Customers can engage in commerce with a firm in a contractual or non-contractual setting. In a contractual setting, the firm may provide goods/services under an agreement that is maintained and/or renewed explicitly or implicitly over time and that is terminated expressly. For example, the firm may provide cable television service to customers via a monthly contract that can be terminated by each customer at the end of any month. As another example, the firm may be a bank that provides banking services to account holders that entrust the bank with their money and that remain customers as long as some of the money remains with the bank. Accordingly, commerce performed in a contractual setting allows a firm to observe when customers become inactive, which is referred to as customer “churning.” Thus, a firm in a contractual setting can identify its active customer base with accuracy. In contrast, in a non-contractual setting, a firm may provide goods/services on demand, without any agreement about whether or not a customer will remain active with the firm.
Distinguishing active customers from inactive ones in a non-contractual setting can be problematic. Customers that are still active, but have not exhibited recent activity, cannot be distinguished unambiguously from those that have churned. Thus, in a non-contractual setting, customers often are deemed as active or inactive based on an approach using an arbitrary measure of activity, such as whether or not a customer has performed a transaction with the firm within a given period of time, such as one year. However, this approach is inaccurate and reactive, instead of proactive.
The systems and methods disclosed herein may permit a film to identify customer current and future status for developing retention and loyalty stratagies at the individual customer level in a non-contractual setting. A customer's status relates to whether the customer is active (“alive”) or inactive (“dead” or “churned”). The customers that are active may still be using the firm's products and/or services and thus have potential future value to the firm. In contrast, churned customers interacted with the firm in the past but may have chosen to use the goods and/or services of a competitor of the firm, or may have left the industry altogether, among others. In some cases, a churned customer may bring negative value to the firm through negative comments or flagging the firm's communications as spam. In any event, by assessing the status of its customers, the firm may work more effectively to improve customer retention. The ability to retain a customer adds tremendous value to the firm. For example, reducing churn rate by one percent may add, on average, about five percent to the firm's value. The ability to predict the status of customers now (current status) and also predict their status in any given time window into the future (future status) may be of tremendous value to the firm as it enables the firm to implement retention and loyalty strategies that are proactive instead of reactive. Furthermore, estimating weights of different customer attributes as drivers of customer action and customer churn provide additional insights into which attributes are the key drivers of customer experience and which of the firm's processes and systems need to be improved to ensure an enhanced customer experience.

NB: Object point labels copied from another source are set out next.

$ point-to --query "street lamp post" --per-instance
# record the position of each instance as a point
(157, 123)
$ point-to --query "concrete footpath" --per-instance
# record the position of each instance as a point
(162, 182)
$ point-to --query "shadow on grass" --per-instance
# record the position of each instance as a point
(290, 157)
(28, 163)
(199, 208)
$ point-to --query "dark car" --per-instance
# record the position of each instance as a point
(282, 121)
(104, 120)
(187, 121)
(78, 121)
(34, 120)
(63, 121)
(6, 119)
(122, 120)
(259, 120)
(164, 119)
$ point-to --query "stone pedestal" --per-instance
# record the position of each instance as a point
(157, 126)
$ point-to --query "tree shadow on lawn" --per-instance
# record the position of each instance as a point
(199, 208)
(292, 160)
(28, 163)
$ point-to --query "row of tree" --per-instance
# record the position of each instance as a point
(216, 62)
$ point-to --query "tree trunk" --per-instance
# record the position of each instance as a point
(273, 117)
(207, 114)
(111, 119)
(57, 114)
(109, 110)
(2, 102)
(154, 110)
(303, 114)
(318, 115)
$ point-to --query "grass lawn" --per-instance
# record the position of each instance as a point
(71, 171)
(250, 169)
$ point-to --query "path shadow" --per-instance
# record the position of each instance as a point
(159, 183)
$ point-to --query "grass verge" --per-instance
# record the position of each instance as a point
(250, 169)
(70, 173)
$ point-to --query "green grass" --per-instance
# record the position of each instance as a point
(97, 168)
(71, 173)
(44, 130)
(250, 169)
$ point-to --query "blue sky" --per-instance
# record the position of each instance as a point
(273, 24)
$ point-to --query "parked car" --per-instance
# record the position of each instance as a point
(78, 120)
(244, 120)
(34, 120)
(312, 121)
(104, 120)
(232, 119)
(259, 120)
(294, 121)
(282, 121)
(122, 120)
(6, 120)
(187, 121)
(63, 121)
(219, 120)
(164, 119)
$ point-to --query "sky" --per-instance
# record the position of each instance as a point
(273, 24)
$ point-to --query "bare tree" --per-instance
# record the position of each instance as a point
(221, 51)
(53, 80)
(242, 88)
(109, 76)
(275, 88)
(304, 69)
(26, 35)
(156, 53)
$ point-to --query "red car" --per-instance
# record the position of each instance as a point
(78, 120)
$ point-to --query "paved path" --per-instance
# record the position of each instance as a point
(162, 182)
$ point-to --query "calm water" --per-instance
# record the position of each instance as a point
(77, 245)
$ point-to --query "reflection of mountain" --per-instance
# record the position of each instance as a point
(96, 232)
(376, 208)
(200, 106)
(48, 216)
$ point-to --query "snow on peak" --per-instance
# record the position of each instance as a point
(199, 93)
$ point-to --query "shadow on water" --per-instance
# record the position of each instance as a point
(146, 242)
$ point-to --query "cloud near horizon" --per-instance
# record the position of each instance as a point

A customer “action,” as used herein, is any type of session, such as a transaction and/or interaction, involving both a customer 102 and firm 106. An action also may be termed an “action session.” The actions available to a customer may be determined by the type of business conducted by the firm. For example, the firm may conduct business over a computer network (e.g., the Internet), such as via one or more websites. Exemplary types of customer actions that may be performed over a computer network include registration, a visit (e.g., to a firm website), a download of one or more files, an upload of one or more files, an order and/or purchase of one or more goods and/or services, file viewing, sharing a file(s) (e.g., with another customer), or the like. Exemplary types of customer actions that may be performed by a customer physically present at the firm include registration, a purchase of one or more goods/services, a visit, a consultation, a trade, a return of one or more purchased goods/services, or the like.
A “non-contractual setting,” as used herein, is any business arrangement between a firm and customers in which each customer can become inactive at any selected time without notifying the firm and thus without observation by the firm. The term “churn” is used herein to denote silent attrition, namely, the unobservable event of a customer becoming inactive. In a non-contractual setting, the firm cannot know with certainty whether any given customer that has not performed an action for an extended period of time has actually churned or is just taking a long hiatus from doing business with the firm. The present disclosure provides a measure of the likelihood of customer action at a selected time point after a customer's most recent action and thus offers an indication of customer churn.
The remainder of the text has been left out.